I think I have to tell myself that I will never be cured and will always have to be vigilant about food. It helps to know that others share this struggle and just because other women don't talk about it doesn't mean that it isn't happening to them too.

Tuesday, July 7, 2009

Back in the WW saddle again. The scales (179), the mirror, the camera and the clothes (14's & 16's) can't all be lying. I am trying a new instructor and a new location to see if it will work any better, longer and not have me crawling back and back and back. this has been going on since 1971 in the old days of liver once a week and canned tuna. But it is healthy and it works if I work it. In keeping with the resolve yesterday when I rejoined, I went to yoga class last night and staggered up to do 45 min. on the recumbent bike too.
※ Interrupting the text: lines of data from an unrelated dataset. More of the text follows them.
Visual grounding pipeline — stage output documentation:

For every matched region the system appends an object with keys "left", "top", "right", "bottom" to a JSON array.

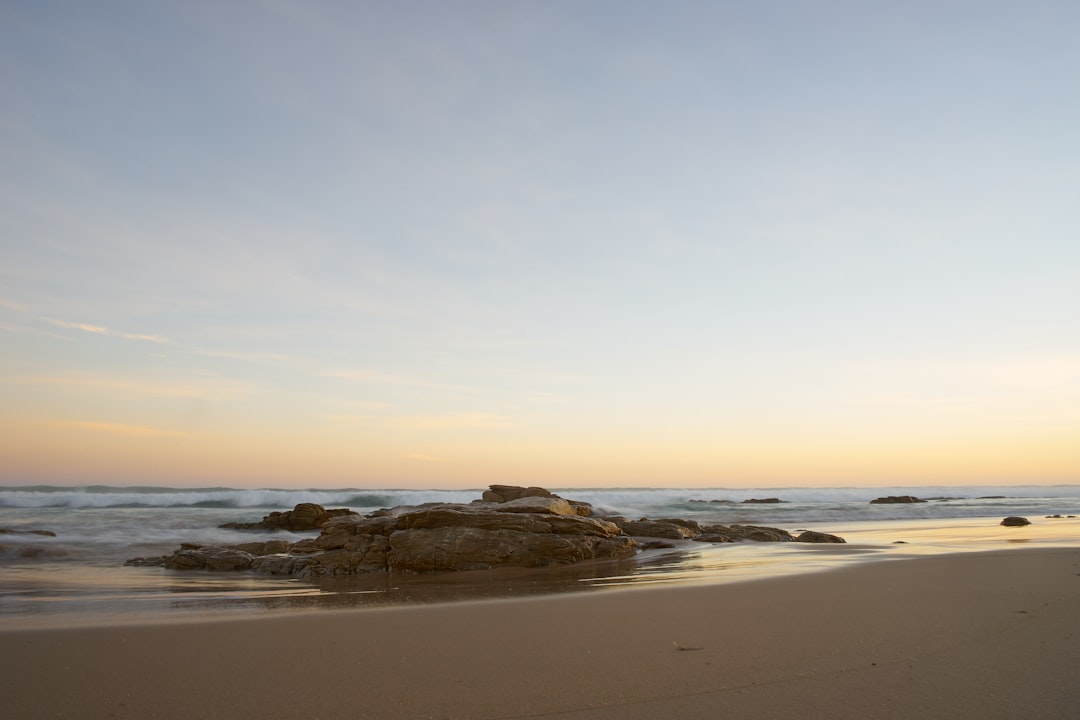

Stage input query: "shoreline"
[
  {"left": 0, "top": 547, "right": 1080, "bottom": 720},
  {"left": 6, "top": 518, "right": 1080, "bottom": 633}
]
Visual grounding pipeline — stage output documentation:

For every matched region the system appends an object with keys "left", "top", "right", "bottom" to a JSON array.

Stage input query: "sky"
[{"left": 0, "top": 0, "right": 1080, "bottom": 488}]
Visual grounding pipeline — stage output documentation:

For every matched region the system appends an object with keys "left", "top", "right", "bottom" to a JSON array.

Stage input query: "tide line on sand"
[{"left": 0, "top": 548, "right": 1080, "bottom": 720}]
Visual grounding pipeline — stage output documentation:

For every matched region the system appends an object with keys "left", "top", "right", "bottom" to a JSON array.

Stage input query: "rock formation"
[
  {"left": 795, "top": 530, "right": 848, "bottom": 543},
  {"left": 220, "top": 503, "right": 356, "bottom": 531},
  {"left": 127, "top": 485, "right": 843, "bottom": 578},
  {"left": 870, "top": 495, "right": 927, "bottom": 505}
]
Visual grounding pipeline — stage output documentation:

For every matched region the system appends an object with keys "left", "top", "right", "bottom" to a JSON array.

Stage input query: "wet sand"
[{"left": 0, "top": 547, "right": 1080, "bottom": 720}]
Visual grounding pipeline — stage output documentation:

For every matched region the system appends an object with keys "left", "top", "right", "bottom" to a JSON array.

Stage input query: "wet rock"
[
  {"left": 795, "top": 530, "right": 848, "bottom": 543},
  {"left": 218, "top": 503, "right": 357, "bottom": 532},
  {"left": 389, "top": 527, "right": 635, "bottom": 572},
  {"left": 612, "top": 517, "right": 700, "bottom": 540},
  {"left": 870, "top": 495, "right": 927, "bottom": 505},
  {"left": 0, "top": 528, "right": 56, "bottom": 538},
  {"left": 694, "top": 525, "right": 795, "bottom": 543},
  {"left": 482, "top": 485, "right": 558, "bottom": 503}
]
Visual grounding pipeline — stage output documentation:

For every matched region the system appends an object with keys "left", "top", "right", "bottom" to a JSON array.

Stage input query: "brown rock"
[
  {"left": 0, "top": 528, "right": 56, "bottom": 538},
  {"left": 870, "top": 495, "right": 927, "bottom": 505},
  {"left": 389, "top": 527, "right": 635, "bottom": 572},
  {"left": 795, "top": 530, "right": 848, "bottom": 543},
  {"left": 219, "top": 503, "right": 357, "bottom": 532},
  {"left": 495, "top": 495, "right": 578, "bottom": 515},
  {"left": 612, "top": 517, "right": 699, "bottom": 540},
  {"left": 694, "top": 525, "right": 795, "bottom": 543},
  {"left": 483, "top": 485, "right": 558, "bottom": 503}
]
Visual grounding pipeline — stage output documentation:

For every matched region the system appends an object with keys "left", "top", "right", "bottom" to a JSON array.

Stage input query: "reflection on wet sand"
[{"left": 8, "top": 518, "right": 1080, "bottom": 629}]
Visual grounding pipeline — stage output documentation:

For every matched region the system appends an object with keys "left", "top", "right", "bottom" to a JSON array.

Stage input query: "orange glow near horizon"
[{"left": 0, "top": 416, "right": 1080, "bottom": 488}]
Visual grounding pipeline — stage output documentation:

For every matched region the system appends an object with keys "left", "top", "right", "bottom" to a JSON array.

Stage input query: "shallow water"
[{"left": 0, "top": 490, "right": 1080, "bottom": 629}]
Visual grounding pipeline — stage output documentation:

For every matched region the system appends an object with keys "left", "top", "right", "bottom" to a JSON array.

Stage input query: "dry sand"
[{"left": 0, "top": 548, "right": 1080, "bottom": 720}]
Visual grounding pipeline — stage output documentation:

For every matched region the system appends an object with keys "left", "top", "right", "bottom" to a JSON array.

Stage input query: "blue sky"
[{"left": 0, "top": 2, "right": 1080, "bottom": 487}]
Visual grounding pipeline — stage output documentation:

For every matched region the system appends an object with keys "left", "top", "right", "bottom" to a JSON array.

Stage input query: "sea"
[{"left": 0, "top": 485, "right": 1080, "bottom": 629}]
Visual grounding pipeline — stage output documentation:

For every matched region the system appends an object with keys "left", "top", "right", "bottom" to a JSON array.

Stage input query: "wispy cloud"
[
  {"left": 41, "top": 317, "right": 168, "bottom": 344},
  {"left": 43, "top": 420, "right": 191, "bottom": 437},
  {"left": 0, "top": 323, "right": 71, "bottom": 342},
  {"left": 318, "top": 368, "right": 468, "bottom": 392}
]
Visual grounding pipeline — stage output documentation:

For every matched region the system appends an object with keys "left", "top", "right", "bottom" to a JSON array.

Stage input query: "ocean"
[{"left": 0, "top": 485, "right": 1080, "bottom": 628}]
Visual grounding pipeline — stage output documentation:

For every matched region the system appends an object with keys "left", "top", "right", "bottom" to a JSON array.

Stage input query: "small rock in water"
[
  {"left": 795, "top": 530, "right": 848, "bottom": 543},
  {"left": 870, "top": 495, "right": 927, "bottom": 505}
]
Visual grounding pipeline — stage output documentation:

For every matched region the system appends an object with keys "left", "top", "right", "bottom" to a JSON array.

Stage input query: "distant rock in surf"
[
  {"left": 870, "top": 495, "right": 927, "bottom": 505},
  {"left": 218, "top": 503, "right": 359, "bottom": 532},
  {"left": 795, "top": 530, "right": 848, "bottom": 543},
  {"left": 0, "top": 528, "right": 56, "bottom": 538},
  {"left": 126, "top": 485, "right": 843, "bottom": 578}
]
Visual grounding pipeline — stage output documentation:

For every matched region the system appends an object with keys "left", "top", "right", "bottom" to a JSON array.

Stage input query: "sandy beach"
[{"left": 0, "top": 548, "right": 1080, "bottom": 720}]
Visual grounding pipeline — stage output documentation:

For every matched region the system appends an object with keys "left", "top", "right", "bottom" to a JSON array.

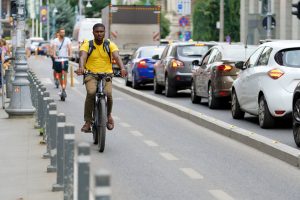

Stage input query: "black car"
[
  {"left": 293, "top": 83, "right": 300, "bottom": 147},
  {"left": 153, "top": 42, "right": 216, "bottom": 97}
]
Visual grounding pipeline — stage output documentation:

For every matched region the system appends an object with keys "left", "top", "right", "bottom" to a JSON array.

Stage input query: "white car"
[{"left": 231, "top": 40, "right": 300, "bottom": 128}]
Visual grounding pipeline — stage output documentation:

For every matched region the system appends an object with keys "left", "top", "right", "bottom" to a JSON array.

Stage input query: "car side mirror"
[
  {"left": 152, "top": 54, "right": 160, "bottom": 60},
  {"left": 235, "top": 61, "right": 244, "bottom": 70},
  {"left": 192, "top": 60, "right": 200, "bottom": 66}
]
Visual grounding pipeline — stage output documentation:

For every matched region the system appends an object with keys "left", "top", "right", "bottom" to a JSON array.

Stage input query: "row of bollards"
[{"left": 29, "top": 71, "right": 111, "bottom": 200}]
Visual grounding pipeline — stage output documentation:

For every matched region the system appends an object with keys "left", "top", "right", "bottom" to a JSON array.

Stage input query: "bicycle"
[
  {"left": 55, "top": 57, "right": 69, "bottom": 101},
  {"left": 84, "top": 72, "right": 112, "bottom": 152}
]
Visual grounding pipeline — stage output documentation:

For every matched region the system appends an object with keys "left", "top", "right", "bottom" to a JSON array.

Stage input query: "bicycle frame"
[{"left": 88, "top": 73, "right": 109, "bottom": 152}]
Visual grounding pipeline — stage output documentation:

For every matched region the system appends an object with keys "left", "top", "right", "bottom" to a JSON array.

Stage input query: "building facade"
[{"left": 240, "top": 0, "right": 300, "bottom": 44}]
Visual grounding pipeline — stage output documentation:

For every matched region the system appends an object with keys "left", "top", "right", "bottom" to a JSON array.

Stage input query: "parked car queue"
[{"left": 123, "top": 40, "right": 300, "bottom": 147}]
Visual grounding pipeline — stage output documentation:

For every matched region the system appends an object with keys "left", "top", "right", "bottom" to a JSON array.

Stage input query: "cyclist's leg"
[
  {"left": 81, "top": 76, "right": 97, "bottom": 132},
  {"left": 104, "top": 80, "right": 114, "bottom": 130}
]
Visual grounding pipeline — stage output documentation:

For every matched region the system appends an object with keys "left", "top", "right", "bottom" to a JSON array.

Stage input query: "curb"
[{"left": 113, "top": 82, "right": 300, "bottom": 168}]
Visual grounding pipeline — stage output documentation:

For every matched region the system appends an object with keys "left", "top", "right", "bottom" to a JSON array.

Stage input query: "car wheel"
[
  {"left": 231, "top": 90, "right": 245, "bottom": 119},
  {"left": 132, "top": 73, "right": 140, "bottom": 89},
  {"left": 191, "top": 81, "right": 201, "bottom": 103},
  {"left": 293, "top": 99, "right": 300, "bottom": 147},
  {"left": 165, "top": 76, "right": 177, "bottom": 97},
  {"left": 258, "top": 96, "right": 274, "bottom": 128},
  {"left": 208, "top": 84, "right": 219, "bottom": 109},
  {"left": 153, "top": 75, "right": 163, "bottom": 94}
]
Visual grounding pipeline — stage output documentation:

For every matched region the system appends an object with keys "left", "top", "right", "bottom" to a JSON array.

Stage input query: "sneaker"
[{"left": 81, "top": 122, "right": 92, "bottom": 133}]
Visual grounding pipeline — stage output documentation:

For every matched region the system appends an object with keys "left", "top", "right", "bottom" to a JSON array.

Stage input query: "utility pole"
[
  {"left": 267, "top": 0, "right": 272, "bottom": 39},
  {"left": 5, "top": 0, "right": 35, "bottom": 117},
  {"left": 219, "top": 0, "right": 224, "bottom": 42}
]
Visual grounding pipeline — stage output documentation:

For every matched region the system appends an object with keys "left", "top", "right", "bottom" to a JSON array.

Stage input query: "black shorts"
[{"left": 53, "top": 60, "right": 69, "bottom": 73}]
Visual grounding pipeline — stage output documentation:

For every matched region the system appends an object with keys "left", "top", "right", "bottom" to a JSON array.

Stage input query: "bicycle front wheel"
[{"left": 97, "top": 98, "right": 107, "bottom": 152}]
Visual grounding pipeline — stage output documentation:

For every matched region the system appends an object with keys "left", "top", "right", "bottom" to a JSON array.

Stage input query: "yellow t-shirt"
[{"left": 80, "top": 40, "right": 119, "bottom": 73}]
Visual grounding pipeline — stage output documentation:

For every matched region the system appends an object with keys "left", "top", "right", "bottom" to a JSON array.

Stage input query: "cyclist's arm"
[
  {"left": 79, "top": 51, "right": 87, "bottom": 70},
  {"left": 68, "top": 42, "right": 72, "bottom": 57}
]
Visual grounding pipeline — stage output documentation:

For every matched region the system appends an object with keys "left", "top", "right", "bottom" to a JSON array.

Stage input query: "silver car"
[{"left": 231, "top": 40, "right": 300, "bottom": 128}]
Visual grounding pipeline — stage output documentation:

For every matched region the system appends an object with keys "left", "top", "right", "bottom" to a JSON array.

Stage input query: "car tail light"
[
  {"left": 268, "top": 69, "right": 284, "bottom": 80},
  {"left": 138, "top": 60, "right": 147, "bottom": 68},
  {"left": 275, "top": 110, "right": 285, "bottom": 115},
  {"left": 171, "top": 59, "right": 184, "bottom": 68},
  {"left": 217, "top": 65, "right": 232, "bottom": 72}
]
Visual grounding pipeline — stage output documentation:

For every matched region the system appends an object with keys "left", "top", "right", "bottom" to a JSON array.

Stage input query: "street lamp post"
[{"left": 5, "top": 0, "right": 35, "bottom": 117}]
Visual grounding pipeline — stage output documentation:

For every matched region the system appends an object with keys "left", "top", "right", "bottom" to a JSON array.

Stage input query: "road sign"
[{"left": 179, "top": 16, "right": 189, "bottom": 26}]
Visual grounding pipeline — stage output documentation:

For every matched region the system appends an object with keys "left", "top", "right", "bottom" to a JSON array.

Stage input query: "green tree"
[
  {"left": 193, "top": 0, "right": 240, "bottom": 41},
  {"left": 55, "top": 0, "right": 75, "bottom": 36}
]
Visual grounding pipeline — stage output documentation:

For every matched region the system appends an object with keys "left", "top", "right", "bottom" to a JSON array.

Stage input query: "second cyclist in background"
[{"left": 53, "top": 28, "right": 72, "bottom": 97}]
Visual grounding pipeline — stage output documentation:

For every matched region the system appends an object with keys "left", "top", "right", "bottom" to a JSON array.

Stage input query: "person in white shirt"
[{"left": 53, "top": 28, "right": 72, "bottom": 93}]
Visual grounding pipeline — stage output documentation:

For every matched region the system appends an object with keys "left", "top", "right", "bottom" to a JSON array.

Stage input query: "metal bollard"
[
  {"left": 94, "top": 170, "right": 111, "bottom": 200},
  {"left": 5, "top": 67, "right": 13, "bottom": 98},
  {"left": 64, "top": 124, "right": 75, "bottom": 200},
  {"left": 40, "top": 101, "right": 57, "bottom": 158},
  {"left": 77, "top": 143, "right": 91, "bottom": 200},
  {"left": 52, "top": 113, "right": 66, "bottom": 192},
  {"left": 47, "top": 103, "right": 57, "bottom": 172},
  {"left": 38, "top": 84, "right": 46, "bottom": 129},
  {"left": 40, "top": 91, "right": 50, "bottom": 136}
]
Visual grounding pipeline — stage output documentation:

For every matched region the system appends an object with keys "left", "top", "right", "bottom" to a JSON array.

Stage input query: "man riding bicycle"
[
  {"left": 53, "top": 28, "right": 72, "bottom": 95},
  {"left": 77, "top": 23, "right": 126, "bottom": 133}
]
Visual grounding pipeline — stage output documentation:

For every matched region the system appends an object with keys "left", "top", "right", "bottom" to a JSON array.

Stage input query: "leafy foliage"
[
  {"left": 55, "top": 0, "right": 75, "bottom": 36},
  {"left": 193, "top": 0, "right": 240, "bottom": 41}
]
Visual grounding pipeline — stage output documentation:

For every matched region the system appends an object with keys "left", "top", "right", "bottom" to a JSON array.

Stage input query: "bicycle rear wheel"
[
  {"left": 97, "top": 98, "right": 107, "bottom": 152},
  {"left": 92, "top": 104, "right": 99, "bottom": 144}
]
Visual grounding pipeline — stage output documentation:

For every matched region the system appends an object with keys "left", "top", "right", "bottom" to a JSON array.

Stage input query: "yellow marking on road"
[{"left": 209, "top": 190, "right": 234, "bottom": 200}]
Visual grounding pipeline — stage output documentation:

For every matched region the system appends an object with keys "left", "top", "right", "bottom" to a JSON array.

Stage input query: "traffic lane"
[
  {"left": 115, "top": 78, "right": 297, "bottom": 148},
  {"left": 29, "top": 56, "right": 299, "bottom": 199}
]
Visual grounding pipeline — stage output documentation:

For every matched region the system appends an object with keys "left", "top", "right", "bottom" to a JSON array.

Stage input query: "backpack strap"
[
  {"left": 103, "top": 39, "right": 111, "bottom": 63},
  {"left": 86, "top": 39, "right": 111, "bottom": 63},
  {"left": 86, "top": 40, "right": 95, "bottom": 61}
]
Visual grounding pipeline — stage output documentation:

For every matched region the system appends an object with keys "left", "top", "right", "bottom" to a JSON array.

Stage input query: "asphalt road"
[
  {"left": 113, "top": 78, "right": 297, "bottom": 148},
  {"left": 28, "top": 58, "right": 300, "bottom": 200}
]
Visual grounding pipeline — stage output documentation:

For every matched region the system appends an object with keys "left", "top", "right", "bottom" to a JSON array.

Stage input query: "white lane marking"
[
  {"left": 130, "top": 131, "right": 143, "bottom": 137},
  {"left": 180, "top": 168, "right": 203, "bottom": 179},
  {"left": 120, "top": 122, "right": 131, "bottom": 128},
  {"left": 40, "top": 78, "right": 53, "bottom": 85},
  {"left": 159, "top": 152, "right": 179, "bottom": 160},
  {"left": 144, "top": 140, "right": 158, "bottom": 147},
  {"left": 209, "top": 190, "right": 234, "bottom": 200},
  {"left": 70, "top": 87, "right": 85, "bottom": 98}
]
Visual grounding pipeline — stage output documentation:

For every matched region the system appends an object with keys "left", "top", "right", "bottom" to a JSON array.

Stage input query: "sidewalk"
[{"left": 0, "top": 98, "right": 63, "bottom": 200}]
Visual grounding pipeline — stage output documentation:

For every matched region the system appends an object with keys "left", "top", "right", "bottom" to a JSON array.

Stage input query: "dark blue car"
[{"left": 125, "top": 46, "right": 165, "bottom": 89}]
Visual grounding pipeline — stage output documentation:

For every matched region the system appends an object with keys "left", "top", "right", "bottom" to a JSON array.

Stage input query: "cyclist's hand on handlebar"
[{"left": 121, "top": 69, "right": 127, "bottom": 78}]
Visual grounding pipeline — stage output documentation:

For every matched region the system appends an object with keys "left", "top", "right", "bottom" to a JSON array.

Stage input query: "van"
[{"left": 72, "top": 18, "right": 102, "bottom": 62}]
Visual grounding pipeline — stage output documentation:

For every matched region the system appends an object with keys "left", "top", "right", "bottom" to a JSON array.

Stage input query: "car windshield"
[
  {"left": 178, "top": 46, "right": 208, "bottom": 57},
  {"left": 139, "top": 46, "right": 165, "bottom": 58},
  {"left": 222, "top": 45, "right": 257, "bottom": 61},
  {"left": 275, "top": 49, "right": 300, "bottom": 68}
]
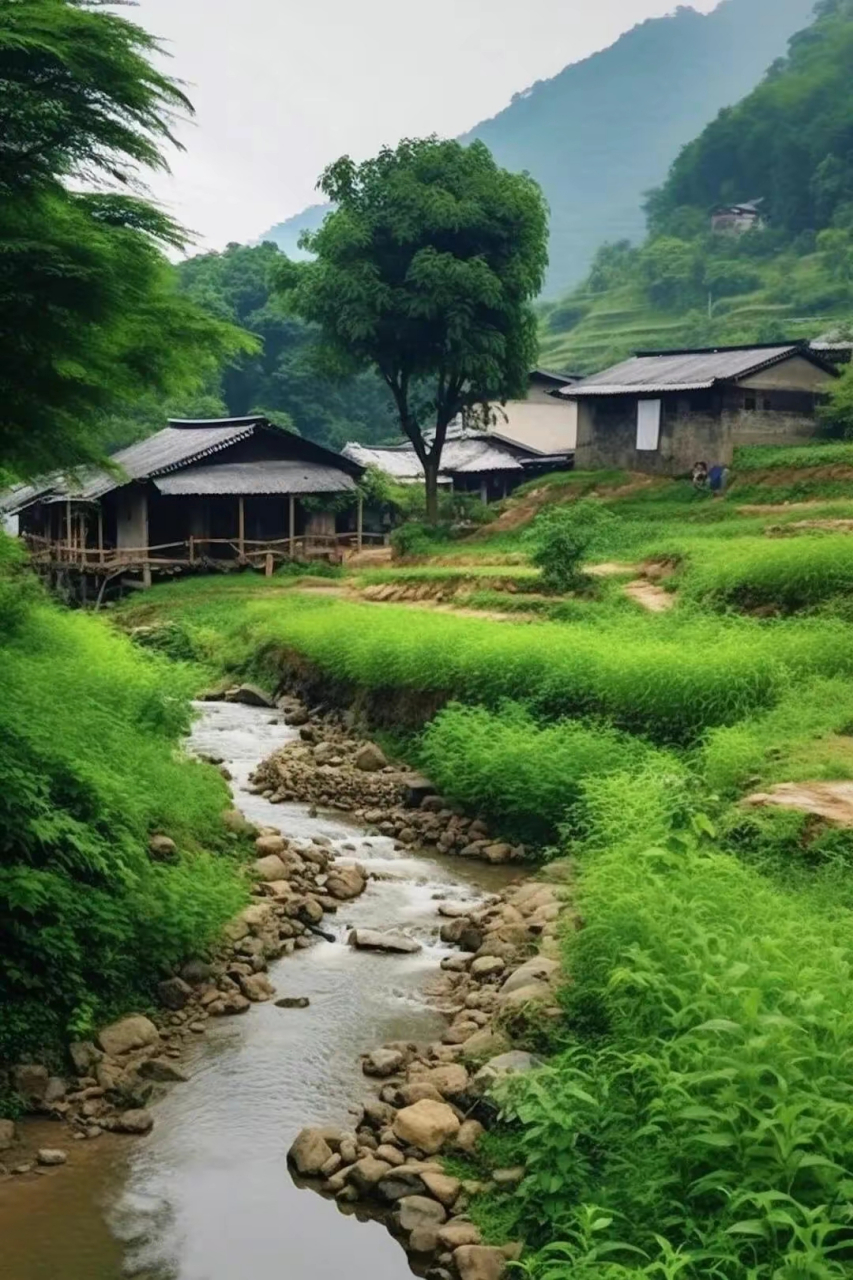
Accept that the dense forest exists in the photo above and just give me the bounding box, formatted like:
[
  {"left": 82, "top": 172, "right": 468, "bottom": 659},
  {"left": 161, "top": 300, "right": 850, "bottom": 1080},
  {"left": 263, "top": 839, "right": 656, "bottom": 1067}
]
[
  {"left": 543, "top": 0, "right": 853, "bottom": 371},
  {"left": 265, "top": 0, "right": 813, "bottom": 297}
]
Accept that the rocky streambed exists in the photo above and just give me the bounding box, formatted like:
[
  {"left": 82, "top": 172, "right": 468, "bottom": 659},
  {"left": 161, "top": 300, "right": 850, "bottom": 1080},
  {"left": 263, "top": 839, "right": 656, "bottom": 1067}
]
[{"left": 0, "top": 701, "right": 563, "bottom": 1280}]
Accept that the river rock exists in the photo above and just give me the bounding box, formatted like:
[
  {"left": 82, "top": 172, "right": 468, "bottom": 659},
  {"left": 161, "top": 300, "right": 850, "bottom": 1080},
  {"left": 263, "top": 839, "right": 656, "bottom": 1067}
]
[
  {"left": 453, "top": 1244, "right": 507, "bottom": 1280},
  {"left": 252, "top": 854, "right": 287, "bottom": 883},
  {"left": 420, "top": 1172, "right": 462, "bottom": 1208},
  {"left": 361, "top": 1048, "right": 406, "bottom": 1078},
  {"left": 352, "top": 742, "right": 388, "bottom": 773},
  {"left": 225, "top": 685, "right": 275, "bottom": 707},
  {"left": 113, "top": 1107, "right": 154, "bottom": 1134},
  {"left": 437, "top": 1219, "right": 483, "bottom": 1251},
  {"left": 288, "top": 1129, "right": 333, "bottom": 1178},
  {"left": 97, "top": 1014, "right": 160, "bottom": 1057},
  {"left": 325, "top": 867, "right": 368, "bottom": 902},
  {"left": 140, "top": 1057, "right": 190, "bottom": 1084},
  {"left": 393, "top": 1098, "right": 460, "bottom": 1156},
  {"left": 12, "top": 1062, "right": 50, "bottom": 1106},
  {"left": 501, "top": 956, "right": 560, "bottom": 996},
  {"left": 347, "top": 929, "right": 423, "bottom": 955},
  {"left": 462, "top": 1027, "right": 511, "bottom": 1059},
  {"left": 377, "top": 1169, "right": 427, "bottom": 1204},
  {"left": 347, "top": 1156, "right": 392, "bottom": 1196},
  {"left": 149, "top": 836, "right": 179, "bottom": 863},
  {"left": 456, "top": 1120, "right": 485, "bottom": 1157},
  {"left": 240, "top": 973, "right": 275, "bottom": 1004},
  {"left": 36, "top": 1147, "right": 68, "bottom": 1169},
  {"left": 412, "top": 1062, "right": 470, "bottom": 1098},
  {"left": 397, "top": 1196, "right": 447, "bottom": 1231},
  {"left": 158, "top": 978, "right": 192, "bottom": 1010}
]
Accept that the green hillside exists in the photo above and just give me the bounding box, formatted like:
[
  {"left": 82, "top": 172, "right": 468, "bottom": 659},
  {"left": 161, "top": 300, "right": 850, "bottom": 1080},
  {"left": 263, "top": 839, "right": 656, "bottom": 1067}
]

Didn't eat today until 3pm and still wasn't really hungry. Had leftover veg soup with deck of cards size of leftover brisket and a Diet Rite Zero. I had decided to get off aspartame but looks like I am away from that now. I will try not to be such a whore about them as I was and stick mainly to iced tea, green decaf tea enhanced with lemonade Crystal Lite store brand stuff but today after the soup I wanted a little sweet. It has been in the fridge a while and I worried that it might have expired and I'd get a mouthful of carbonated water but no. It hit the spot. Tonight at 7:30pm I am going back for more punishing yoga and the bike too. I am reading a book called "The End of Overeating" but that seems very optimistic but it is keeping me thinking about this battle I fight again and again. A little like the Vietnam war where we took areas only to lose them and have to fight and retake the same ground. So I am getting into the pink camo to go to war against the creeping immortal and returning fat.

Monday, April 27, 2009

Of what?

What is it that I'm supposed to be cured of? Insecurity, self-consciousness, doubt, they're all still with me, following me like a shadow for lo these many years.